Member of the Kwara State House of Assembly from Asa Local Government
- Constituency: Afon

Personal details
- Born: 7 June 1968 (age 57) Budo-Egba, Asa Local Government Kwara State Nigeria
- Party: All Progressive Congress
- Education: Kwara State Polytechnic
- Alma mater: Kwara State University;
- Occupation: Politician;

= Bello Yinusa Oniboki =

Nigerian politician

Bello Yinusa Oniboki is a Nigerian academician and politician representing the Afon constituency, Asa local government area in the Kwara State House of Assembly at the 10th Assembly.

== Early life and education ==
Bello was born on 7 June 1968 in Budo-Egba, Asa Local Government Area of Kwara State, Nigeria. Between 1976 and 1981, he attended Otte L.S.M.B. school for his First School Leaving Certificate and obtained his General Certificate of Examination (GCE) in 1990. He studied Public Administration at Kwara State Polytechnic to obtain his Ordinary National Diploma, Higher National Diploma, and postgraduate diploma in 2000, 2005, and 2008 respectively. He also studied Business Administration at Kwara State University to obtain his bachelor's degree in 2017 and his master's degree in Business Administration in 2023.

== Career ==
Bello is an academician and politician he was a staff member of Kwara State Polytechnic. He worked as a registry staff at the Kwara State Polytechnic from 2008 to 2022. During this period, he was deployed to different departments, including the Institute of Basic and Applied Science (IBAS) from 2008 to 2011, the Electrical/Electronic Department, Institute of Technology from 2011 to 2015, and the Institute Secretary Office, Institute of Technology from 2015 to 2022.
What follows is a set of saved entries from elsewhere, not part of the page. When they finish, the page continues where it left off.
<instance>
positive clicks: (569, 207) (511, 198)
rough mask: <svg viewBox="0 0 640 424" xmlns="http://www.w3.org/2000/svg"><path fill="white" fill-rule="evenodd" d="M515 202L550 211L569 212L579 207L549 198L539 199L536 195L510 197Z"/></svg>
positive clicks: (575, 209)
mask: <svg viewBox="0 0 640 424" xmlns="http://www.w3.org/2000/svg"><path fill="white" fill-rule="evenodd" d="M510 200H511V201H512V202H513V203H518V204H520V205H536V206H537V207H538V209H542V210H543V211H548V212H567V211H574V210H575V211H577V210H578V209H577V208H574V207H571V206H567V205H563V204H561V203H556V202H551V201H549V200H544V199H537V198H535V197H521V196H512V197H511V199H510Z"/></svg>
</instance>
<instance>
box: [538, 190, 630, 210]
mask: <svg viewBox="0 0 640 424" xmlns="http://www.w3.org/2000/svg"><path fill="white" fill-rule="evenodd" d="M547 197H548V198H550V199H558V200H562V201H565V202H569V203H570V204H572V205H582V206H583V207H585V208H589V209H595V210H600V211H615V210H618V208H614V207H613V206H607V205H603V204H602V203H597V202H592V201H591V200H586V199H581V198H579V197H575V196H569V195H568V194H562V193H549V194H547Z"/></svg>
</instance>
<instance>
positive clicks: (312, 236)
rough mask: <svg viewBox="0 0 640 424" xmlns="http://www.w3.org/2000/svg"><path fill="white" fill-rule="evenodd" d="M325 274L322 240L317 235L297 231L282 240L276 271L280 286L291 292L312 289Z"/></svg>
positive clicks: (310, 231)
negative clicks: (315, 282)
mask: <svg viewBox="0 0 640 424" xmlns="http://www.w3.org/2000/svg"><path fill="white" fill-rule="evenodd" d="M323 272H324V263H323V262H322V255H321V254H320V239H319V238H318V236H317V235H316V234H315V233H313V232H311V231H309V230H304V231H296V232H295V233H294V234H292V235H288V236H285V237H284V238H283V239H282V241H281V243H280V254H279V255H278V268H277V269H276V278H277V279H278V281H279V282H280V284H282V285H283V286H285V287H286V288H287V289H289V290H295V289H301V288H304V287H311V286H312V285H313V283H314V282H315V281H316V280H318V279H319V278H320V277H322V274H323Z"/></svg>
Between 1991 and 1993, Honourable Bello was elected as a Councilor, representing Budo-Egba Ward in Asa Local Government Area of Kwara State. He also served as a Member of the Local Government Creation Committee, Asa local government authority, in 2004, and as a Board member of the Kwara State Agency for Mass Literacy from 2001 to 2002. Furthermore, he was elected as a member of the Kwara State House of Assembly, representing Afon constituency during the 2023 general election at the 10th Assembly.